Links watched a beautiful Chinese woman in her late twenties glide by in a floor-length translucent SpecTran-fiber dress and noticed the telltale strip of stiff-looking skin at the base of her neck. The new folks joining the three-letter agencies didn’t have a choice anymore. The human body, with the right technology, is an extraordinary antenna. Fortunately, as a U.S. Navy officer who’d joined before the policy shift, Links had gotten out of that one, at least for the moment. The Navy wasn’t giving him a break; it was just that no one had figured out yet if the chips would interfere with sensitive avionics or ship systems. At some point, though, tradition would lose out to technology.

Someone tapped a glass, and the noise in the room hushed to a murmur. Links looked at his vodka martini and eyed the lemon twist.
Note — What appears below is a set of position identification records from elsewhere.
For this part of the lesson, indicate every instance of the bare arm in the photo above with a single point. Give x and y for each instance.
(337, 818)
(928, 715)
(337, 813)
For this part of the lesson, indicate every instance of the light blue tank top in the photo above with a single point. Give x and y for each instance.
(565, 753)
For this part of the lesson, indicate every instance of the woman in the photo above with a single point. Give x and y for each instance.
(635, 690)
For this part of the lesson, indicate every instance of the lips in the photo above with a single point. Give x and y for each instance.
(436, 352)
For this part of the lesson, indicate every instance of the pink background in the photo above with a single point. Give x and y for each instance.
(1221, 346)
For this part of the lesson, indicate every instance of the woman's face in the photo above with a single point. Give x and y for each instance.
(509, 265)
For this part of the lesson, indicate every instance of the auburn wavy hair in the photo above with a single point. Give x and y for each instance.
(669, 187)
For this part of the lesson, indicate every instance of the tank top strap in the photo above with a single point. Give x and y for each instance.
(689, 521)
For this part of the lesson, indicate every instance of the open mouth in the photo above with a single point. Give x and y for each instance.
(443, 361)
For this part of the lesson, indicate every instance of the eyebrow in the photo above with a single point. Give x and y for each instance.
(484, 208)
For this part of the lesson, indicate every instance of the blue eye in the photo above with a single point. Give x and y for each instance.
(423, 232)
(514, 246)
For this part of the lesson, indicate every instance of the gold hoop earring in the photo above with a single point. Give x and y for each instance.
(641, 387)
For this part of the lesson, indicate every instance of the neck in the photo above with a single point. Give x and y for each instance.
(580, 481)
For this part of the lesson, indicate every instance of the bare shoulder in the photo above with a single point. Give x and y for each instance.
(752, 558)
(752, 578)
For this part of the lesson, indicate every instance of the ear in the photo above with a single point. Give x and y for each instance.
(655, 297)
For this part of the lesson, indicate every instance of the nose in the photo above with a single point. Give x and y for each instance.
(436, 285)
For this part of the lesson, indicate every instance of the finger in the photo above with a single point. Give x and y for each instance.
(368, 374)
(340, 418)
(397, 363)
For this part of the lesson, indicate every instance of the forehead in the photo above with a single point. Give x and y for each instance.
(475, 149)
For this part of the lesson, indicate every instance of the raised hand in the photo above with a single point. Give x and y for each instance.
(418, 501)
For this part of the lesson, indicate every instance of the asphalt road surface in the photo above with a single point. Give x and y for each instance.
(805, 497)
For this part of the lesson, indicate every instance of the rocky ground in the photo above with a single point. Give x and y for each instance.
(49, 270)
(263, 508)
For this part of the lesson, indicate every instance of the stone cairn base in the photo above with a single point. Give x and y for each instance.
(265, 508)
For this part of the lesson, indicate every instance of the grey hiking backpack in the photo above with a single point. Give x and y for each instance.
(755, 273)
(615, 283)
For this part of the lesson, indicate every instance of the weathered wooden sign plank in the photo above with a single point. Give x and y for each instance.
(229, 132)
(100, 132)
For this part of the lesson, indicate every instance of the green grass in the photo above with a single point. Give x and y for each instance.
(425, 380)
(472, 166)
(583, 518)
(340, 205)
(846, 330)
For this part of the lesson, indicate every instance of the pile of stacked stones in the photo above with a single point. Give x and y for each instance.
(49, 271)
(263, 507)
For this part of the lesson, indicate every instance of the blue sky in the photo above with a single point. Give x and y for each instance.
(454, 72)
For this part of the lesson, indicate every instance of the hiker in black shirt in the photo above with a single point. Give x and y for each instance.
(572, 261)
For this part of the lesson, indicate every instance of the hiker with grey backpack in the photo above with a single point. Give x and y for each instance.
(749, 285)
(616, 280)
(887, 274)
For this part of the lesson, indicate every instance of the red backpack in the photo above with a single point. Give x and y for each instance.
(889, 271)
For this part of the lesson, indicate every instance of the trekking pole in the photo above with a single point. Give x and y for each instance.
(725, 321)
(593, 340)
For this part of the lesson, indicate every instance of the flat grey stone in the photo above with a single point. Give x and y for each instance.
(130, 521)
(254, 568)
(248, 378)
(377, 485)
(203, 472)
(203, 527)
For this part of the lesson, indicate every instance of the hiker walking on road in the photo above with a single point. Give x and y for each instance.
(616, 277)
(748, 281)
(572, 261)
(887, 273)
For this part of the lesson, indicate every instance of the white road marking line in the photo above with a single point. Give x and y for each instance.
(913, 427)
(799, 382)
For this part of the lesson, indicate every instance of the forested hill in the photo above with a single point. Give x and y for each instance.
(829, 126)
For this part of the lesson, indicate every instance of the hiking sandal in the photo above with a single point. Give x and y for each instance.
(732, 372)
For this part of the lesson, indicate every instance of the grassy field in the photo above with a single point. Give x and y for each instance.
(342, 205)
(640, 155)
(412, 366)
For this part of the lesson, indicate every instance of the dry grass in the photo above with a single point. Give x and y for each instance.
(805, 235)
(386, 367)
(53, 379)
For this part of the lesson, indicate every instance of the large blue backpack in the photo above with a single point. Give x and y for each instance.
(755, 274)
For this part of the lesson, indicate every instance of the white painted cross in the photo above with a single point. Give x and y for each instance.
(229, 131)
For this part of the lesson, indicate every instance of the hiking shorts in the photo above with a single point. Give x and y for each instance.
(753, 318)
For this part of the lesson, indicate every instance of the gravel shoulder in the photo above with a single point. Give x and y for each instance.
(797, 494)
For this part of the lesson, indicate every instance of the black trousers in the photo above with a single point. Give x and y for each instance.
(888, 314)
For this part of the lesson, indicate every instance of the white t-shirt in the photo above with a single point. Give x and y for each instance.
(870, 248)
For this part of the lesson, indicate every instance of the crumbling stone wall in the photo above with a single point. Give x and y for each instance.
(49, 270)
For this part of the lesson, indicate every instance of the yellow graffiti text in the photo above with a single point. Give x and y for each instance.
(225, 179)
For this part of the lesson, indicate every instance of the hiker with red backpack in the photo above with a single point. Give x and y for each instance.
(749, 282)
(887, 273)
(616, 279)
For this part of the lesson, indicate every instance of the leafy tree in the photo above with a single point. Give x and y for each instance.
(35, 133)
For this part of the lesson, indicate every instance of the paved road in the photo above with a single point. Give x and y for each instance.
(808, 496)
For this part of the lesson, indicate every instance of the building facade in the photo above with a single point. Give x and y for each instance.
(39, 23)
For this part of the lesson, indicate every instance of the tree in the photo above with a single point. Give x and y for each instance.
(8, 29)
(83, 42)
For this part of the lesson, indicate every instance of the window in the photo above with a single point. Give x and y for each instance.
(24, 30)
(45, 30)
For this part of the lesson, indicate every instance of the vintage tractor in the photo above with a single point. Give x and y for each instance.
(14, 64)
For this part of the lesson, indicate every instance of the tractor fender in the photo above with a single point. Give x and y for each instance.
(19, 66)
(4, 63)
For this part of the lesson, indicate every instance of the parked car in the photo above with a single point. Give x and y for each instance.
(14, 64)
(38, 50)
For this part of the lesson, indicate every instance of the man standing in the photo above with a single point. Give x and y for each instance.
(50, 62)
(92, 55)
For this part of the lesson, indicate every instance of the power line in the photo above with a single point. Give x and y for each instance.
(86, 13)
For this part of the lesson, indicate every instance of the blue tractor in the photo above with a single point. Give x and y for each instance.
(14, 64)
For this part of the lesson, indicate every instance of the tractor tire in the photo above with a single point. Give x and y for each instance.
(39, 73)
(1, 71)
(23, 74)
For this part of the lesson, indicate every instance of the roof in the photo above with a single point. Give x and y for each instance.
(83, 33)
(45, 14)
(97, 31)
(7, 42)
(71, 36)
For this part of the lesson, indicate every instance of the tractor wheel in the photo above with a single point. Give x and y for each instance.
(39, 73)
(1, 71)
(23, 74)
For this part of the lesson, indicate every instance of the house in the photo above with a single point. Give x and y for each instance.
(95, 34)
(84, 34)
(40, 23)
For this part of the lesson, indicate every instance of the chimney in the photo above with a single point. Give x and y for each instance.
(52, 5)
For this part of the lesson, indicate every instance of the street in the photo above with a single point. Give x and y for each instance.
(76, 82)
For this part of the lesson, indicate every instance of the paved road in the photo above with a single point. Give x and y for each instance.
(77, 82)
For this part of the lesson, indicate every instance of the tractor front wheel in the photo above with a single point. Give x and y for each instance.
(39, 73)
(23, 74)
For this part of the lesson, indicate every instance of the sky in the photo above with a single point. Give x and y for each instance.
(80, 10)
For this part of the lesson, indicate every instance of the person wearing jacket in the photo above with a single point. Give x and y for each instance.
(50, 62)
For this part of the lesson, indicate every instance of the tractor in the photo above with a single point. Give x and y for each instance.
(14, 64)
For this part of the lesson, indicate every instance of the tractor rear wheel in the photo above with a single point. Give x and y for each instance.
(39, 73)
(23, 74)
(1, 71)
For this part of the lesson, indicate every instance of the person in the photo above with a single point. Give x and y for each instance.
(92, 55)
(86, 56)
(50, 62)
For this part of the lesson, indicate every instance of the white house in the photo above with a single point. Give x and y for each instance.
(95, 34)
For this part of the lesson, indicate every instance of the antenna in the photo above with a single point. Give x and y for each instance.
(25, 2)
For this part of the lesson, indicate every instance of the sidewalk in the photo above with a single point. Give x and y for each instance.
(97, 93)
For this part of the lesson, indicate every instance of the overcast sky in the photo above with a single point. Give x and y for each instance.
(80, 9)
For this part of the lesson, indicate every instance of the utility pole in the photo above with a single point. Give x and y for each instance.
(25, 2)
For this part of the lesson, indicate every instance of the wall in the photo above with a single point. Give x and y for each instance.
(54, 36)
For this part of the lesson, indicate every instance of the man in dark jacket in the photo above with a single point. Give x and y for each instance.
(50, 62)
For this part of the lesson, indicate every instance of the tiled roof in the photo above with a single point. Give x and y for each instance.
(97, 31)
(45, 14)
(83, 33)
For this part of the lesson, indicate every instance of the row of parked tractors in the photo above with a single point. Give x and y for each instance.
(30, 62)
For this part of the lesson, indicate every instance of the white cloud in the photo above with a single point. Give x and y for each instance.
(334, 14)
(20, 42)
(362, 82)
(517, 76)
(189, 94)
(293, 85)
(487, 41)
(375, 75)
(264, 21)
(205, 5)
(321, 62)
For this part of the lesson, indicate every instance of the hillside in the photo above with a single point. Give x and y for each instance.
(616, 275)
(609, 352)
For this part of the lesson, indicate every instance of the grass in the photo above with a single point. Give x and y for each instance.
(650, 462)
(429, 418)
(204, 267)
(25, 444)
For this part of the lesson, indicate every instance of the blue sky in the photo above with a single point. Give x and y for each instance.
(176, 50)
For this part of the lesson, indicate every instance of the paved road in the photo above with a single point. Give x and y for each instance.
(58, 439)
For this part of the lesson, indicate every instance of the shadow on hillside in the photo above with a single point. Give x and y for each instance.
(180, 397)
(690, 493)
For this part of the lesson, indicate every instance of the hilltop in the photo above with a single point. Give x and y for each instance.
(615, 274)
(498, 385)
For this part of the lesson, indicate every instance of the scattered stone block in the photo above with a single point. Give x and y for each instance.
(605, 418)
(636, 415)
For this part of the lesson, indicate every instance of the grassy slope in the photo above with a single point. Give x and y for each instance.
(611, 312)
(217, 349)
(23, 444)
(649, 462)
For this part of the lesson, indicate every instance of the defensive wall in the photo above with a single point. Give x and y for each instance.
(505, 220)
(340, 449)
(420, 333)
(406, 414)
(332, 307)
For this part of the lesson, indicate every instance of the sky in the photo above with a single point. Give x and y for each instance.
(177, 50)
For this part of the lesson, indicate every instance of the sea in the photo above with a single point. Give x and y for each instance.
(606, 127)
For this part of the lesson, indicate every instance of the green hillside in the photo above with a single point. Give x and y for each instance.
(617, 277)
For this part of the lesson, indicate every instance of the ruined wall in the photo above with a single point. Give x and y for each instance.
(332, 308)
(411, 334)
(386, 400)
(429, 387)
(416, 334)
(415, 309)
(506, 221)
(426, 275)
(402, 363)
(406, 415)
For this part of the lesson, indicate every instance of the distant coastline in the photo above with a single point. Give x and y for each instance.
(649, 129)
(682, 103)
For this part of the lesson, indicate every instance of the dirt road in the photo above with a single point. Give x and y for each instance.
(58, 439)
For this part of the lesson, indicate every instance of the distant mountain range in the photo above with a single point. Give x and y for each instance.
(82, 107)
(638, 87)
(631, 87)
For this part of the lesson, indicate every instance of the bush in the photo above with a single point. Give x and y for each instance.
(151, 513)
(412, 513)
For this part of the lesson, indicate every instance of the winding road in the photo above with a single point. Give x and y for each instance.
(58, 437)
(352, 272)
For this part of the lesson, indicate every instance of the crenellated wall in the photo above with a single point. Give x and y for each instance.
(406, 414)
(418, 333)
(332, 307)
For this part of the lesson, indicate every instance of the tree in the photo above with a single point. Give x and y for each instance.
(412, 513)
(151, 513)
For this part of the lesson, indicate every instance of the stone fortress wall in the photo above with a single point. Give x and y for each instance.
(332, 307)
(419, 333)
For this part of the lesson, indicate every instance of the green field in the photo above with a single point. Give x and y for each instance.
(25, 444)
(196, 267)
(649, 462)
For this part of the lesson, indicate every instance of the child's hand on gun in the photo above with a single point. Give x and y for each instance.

The question wasn’t whether it was a recording device, but whose.

“Together, let us raise our glasses on this occasion to acknowledge our common interests and objectives,” said General Wu Liao, a Directorate air force commander who Links knew was about to announce another wave of corruption purges. Links even knew the names of the men who would be executed in three days, all because Wu’s driver had left a window cracked open to smoke. That’s how good the collection was.

“It is in a navy officer’s honor I toast. That is not something you often hear from an air force officer of any country’s military.”

Polite laughter from fifteen different nationalities followed the joke.

“The joint China-U.S. exercises to help bring order to the waters around the former Republic of Indonesia are a sign our future together will be a strong one,” said General Wu. “As for our neighbors to the north, I cannot say the same.”

Wu’s angry glance at a Russian officer standing in the corner shifted the guests’ gaze and cut off any remaining laughter. The Russian nodded indifferently and casually moved a highball glass from one hand to the other, as if he cared more about the temperature of his vodka than the speech.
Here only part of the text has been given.